China home sales lose steam in November
Real estate restrictions in major markets appear to be working too well
ATSUSHI OTANI, NQN staff writer
HONG KONG -- The rise in Chinese home sales, which is currently underpinning the economy, decelerated by more than half last month due to government measures designed to head off a real estate bubble.
The National Bureau of Statistics reported Tuesday that 8.71 trillion yuan ($1.26 trillion) worth of homes were sold during the January-November period, a 39% jump from a year earlier. However, November's sales rose 16% on the year to 910 billion yuan, a marked slowdown from the 38% increase realized in October.

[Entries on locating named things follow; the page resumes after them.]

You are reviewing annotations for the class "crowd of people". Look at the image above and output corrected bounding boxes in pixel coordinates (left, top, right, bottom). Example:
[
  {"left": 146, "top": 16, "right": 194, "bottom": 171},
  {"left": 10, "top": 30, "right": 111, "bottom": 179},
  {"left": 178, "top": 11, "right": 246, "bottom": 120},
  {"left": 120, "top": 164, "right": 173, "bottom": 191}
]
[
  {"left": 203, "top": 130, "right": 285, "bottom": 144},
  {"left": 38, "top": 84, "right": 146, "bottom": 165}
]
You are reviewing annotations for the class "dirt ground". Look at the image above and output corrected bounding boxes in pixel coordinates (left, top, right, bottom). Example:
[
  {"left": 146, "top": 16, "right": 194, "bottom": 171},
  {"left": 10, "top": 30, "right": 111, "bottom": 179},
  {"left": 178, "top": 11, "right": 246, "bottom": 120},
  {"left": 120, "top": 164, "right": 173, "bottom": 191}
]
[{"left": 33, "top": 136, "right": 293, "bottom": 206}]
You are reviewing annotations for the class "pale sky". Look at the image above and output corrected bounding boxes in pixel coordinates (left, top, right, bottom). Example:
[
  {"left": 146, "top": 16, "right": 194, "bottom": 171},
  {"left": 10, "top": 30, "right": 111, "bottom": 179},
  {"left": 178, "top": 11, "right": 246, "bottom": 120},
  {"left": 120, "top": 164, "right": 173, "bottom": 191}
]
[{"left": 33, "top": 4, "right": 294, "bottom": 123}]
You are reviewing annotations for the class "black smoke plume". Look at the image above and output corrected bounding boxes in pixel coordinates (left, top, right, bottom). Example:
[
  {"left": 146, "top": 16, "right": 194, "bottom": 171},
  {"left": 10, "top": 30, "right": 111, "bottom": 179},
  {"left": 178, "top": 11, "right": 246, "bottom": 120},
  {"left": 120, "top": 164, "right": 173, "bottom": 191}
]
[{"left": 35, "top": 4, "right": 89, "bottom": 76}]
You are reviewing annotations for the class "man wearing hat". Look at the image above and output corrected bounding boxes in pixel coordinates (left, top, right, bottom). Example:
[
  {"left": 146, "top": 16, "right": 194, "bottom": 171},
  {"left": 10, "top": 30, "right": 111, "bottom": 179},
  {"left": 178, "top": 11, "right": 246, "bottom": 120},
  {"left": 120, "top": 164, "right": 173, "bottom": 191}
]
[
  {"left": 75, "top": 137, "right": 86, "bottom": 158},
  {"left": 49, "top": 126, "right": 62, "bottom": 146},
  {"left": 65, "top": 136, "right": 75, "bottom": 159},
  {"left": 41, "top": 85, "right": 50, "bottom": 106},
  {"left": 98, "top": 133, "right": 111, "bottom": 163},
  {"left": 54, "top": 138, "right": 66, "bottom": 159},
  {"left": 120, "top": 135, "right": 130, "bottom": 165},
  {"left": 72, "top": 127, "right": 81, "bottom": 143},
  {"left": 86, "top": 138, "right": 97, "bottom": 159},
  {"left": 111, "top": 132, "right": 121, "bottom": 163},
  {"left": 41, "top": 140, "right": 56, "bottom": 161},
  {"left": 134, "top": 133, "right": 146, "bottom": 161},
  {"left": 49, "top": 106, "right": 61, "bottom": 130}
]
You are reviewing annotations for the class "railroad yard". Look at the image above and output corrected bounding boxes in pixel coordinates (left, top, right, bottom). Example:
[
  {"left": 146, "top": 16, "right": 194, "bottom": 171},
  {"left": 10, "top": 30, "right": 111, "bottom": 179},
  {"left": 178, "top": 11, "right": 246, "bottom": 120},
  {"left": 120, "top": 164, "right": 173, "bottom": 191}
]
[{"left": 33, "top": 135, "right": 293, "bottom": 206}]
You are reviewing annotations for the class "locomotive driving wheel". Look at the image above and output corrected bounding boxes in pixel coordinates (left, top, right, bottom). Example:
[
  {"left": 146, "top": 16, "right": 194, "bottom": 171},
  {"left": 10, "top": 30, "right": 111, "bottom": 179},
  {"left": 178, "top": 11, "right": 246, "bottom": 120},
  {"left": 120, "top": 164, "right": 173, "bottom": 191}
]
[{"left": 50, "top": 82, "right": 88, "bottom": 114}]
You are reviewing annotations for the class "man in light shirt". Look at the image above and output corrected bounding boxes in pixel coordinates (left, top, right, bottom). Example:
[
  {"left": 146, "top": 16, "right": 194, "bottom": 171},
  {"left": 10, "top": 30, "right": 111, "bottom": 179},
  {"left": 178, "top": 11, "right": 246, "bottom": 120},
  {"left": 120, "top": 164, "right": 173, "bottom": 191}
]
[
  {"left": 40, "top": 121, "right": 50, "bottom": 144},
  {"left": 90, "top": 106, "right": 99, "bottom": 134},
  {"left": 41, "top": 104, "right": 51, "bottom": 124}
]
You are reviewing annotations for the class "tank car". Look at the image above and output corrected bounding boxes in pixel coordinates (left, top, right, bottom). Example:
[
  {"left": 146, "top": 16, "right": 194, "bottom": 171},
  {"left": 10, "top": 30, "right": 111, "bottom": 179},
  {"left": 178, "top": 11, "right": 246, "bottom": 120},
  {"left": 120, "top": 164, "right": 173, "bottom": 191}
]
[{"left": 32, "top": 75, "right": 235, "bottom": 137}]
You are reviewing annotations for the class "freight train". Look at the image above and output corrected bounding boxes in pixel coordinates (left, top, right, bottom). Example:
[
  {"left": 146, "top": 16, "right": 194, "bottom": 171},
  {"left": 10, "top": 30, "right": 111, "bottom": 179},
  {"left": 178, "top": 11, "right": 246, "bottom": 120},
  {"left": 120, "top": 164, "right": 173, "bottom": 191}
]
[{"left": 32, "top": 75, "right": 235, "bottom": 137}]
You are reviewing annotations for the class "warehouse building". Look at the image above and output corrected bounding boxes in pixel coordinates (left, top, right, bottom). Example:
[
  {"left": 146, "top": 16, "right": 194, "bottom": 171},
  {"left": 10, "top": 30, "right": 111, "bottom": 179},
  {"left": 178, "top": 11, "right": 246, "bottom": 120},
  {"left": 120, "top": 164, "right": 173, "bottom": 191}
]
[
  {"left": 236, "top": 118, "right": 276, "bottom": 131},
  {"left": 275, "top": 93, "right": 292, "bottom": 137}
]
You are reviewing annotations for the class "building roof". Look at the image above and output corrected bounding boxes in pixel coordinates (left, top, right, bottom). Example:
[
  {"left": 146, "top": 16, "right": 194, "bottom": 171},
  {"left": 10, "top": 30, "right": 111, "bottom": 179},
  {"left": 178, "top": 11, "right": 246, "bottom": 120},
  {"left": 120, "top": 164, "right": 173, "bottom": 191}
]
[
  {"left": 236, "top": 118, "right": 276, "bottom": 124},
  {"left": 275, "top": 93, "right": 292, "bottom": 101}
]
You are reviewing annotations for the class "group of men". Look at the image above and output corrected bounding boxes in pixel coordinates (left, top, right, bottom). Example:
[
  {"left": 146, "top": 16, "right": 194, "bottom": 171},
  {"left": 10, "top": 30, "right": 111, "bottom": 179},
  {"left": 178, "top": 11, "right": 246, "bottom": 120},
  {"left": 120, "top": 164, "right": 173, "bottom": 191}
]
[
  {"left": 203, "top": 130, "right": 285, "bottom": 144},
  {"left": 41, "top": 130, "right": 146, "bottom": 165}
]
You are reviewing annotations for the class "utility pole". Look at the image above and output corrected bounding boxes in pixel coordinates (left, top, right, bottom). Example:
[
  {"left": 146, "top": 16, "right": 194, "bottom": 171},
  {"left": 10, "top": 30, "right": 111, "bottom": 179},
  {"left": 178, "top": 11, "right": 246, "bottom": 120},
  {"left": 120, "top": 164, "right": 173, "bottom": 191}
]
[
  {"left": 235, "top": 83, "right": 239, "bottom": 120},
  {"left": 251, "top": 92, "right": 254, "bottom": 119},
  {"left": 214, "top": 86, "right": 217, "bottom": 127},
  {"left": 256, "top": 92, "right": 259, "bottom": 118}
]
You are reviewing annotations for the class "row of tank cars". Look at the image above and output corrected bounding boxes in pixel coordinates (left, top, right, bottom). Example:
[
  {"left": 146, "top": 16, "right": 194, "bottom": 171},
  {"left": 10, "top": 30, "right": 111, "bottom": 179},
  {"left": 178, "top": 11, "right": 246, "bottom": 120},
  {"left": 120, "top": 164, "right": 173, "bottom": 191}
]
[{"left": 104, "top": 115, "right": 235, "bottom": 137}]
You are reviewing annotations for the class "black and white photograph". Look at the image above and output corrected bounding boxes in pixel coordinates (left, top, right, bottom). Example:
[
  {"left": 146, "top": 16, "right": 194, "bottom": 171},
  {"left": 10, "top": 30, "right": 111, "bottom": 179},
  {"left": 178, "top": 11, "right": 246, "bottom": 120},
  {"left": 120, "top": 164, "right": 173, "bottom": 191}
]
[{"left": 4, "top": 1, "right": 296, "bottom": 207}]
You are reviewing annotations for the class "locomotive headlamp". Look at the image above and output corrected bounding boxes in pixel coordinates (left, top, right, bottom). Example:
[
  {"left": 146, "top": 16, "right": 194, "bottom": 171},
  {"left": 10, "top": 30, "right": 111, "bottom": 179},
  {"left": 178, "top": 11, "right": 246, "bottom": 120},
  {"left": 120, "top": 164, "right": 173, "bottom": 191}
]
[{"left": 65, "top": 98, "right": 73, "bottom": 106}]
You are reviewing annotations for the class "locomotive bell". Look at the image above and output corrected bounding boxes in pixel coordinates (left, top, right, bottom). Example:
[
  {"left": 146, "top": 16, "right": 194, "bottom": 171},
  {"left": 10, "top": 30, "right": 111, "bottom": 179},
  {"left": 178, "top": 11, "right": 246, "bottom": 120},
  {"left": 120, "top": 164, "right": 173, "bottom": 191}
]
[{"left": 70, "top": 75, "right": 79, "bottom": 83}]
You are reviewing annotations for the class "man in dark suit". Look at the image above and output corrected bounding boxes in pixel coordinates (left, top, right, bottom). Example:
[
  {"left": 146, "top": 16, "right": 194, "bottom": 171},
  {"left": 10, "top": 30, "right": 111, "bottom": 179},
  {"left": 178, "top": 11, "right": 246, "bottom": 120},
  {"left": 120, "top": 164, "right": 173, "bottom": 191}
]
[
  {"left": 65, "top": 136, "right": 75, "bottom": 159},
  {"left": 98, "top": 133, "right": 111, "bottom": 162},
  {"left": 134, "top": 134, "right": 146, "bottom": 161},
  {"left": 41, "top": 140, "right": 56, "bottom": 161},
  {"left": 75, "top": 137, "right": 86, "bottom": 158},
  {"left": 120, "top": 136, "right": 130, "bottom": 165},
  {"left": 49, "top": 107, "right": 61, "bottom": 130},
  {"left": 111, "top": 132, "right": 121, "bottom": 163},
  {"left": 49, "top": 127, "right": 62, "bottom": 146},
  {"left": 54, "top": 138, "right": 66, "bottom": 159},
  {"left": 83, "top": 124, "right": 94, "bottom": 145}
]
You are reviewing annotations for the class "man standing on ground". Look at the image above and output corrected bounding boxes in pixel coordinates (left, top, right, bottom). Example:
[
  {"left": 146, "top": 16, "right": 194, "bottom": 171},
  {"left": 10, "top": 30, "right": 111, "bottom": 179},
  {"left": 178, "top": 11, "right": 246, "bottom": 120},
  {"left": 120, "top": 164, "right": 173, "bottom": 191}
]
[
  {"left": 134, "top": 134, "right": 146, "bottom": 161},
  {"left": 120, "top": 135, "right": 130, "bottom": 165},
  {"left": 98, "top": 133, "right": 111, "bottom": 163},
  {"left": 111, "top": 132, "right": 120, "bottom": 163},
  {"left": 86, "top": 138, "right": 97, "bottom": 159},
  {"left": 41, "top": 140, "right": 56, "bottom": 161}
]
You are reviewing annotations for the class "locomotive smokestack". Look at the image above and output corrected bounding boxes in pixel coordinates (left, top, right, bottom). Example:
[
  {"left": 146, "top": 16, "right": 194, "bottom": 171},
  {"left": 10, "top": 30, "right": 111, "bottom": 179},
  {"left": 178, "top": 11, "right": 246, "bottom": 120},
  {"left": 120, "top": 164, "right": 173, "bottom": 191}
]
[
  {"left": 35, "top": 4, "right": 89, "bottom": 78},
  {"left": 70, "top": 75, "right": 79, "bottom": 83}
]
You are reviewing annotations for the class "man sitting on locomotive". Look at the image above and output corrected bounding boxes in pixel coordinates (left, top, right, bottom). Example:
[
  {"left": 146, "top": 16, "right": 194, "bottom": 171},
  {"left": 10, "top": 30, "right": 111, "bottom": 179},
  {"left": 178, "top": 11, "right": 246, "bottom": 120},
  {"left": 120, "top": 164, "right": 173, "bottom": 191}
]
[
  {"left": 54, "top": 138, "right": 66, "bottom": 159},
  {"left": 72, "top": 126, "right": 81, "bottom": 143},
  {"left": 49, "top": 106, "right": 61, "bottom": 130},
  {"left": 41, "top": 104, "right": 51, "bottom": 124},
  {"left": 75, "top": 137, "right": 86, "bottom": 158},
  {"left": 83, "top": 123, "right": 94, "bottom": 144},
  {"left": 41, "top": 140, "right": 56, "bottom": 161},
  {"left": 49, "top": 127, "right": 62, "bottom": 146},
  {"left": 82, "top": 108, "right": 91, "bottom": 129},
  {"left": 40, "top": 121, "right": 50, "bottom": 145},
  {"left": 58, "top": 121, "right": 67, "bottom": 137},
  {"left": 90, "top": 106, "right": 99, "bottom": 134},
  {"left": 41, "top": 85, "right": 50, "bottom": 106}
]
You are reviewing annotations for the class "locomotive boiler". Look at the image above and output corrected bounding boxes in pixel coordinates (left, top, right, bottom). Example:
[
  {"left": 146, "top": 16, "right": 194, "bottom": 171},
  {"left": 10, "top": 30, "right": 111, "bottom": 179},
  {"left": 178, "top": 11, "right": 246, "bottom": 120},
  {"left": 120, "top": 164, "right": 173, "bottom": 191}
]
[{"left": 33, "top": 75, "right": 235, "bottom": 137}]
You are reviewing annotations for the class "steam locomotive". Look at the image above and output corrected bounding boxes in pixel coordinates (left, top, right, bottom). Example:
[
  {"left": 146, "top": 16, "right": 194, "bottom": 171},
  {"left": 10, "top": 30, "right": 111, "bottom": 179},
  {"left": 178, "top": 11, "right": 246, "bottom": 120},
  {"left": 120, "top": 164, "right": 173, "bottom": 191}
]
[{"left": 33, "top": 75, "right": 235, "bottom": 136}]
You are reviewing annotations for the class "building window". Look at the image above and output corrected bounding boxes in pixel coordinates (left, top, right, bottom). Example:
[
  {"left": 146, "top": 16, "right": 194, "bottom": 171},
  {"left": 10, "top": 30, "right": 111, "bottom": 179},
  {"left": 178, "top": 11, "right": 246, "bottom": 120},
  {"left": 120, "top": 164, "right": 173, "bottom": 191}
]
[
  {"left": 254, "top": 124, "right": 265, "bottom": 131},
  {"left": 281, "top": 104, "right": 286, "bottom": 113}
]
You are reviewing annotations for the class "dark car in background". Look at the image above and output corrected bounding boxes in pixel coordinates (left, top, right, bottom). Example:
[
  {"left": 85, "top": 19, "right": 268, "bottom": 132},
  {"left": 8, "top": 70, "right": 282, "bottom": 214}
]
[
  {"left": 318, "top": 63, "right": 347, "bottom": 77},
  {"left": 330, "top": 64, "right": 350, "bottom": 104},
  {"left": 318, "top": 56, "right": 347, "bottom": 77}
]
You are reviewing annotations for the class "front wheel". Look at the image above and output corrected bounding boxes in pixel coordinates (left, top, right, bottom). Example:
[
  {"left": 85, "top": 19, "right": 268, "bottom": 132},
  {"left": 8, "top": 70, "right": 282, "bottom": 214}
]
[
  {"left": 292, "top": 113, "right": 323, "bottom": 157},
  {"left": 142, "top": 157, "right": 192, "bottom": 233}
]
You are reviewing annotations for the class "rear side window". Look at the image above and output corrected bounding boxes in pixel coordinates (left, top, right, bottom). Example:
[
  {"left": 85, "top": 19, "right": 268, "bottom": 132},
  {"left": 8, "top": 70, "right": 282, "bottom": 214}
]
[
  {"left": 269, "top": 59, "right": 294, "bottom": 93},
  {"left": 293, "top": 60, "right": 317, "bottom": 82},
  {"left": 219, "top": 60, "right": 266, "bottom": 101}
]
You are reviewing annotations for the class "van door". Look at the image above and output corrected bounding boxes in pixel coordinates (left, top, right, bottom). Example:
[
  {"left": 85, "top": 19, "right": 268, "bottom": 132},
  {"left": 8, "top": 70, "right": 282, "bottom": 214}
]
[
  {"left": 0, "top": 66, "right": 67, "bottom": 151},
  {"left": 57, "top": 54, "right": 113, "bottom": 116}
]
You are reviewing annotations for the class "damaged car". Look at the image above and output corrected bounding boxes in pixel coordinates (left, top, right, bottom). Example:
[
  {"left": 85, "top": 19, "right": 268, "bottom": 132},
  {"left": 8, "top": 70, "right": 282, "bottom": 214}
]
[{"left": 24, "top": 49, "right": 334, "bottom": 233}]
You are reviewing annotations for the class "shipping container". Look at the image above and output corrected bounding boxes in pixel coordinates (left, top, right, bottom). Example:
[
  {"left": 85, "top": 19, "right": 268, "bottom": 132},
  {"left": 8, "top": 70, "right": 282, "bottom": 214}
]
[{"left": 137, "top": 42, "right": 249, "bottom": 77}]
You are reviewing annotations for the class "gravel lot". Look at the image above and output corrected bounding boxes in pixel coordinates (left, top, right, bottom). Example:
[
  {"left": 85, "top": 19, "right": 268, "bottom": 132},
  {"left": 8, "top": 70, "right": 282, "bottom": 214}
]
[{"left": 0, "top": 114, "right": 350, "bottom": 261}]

Real estate sales in terms of floor space rose 24.3% during the first 11 months of the year. The figure shrank 2.5 percentage points compared with January-October, marking the lowest level this year.
Major cities in China enacted new rules to curb soaring housing prices around the National Day holiday on Oct. 1. During that month, Shenzhen and Chengdu saw prices for new homes drop from September. For other leading cities such as Beijing, Shanghai and Tianjin, gains in those prices slackened significantly.
The slowing sales are starting to affect homebuilders. Investments in real estate development rose 6.5% on the year between January and November, a decrease from 6.6% in January-October.
The red hot real estate market is a key reason why China was able to maintain relatively steady economic conditions. That sector made up for the industrial base, which is undergoing supply-side reforms aimed at shedding excess capacity, as well as weak consumer spending. But real estate sales may head into negative territory next year, according to Hong Kong-based Macquarie Capital.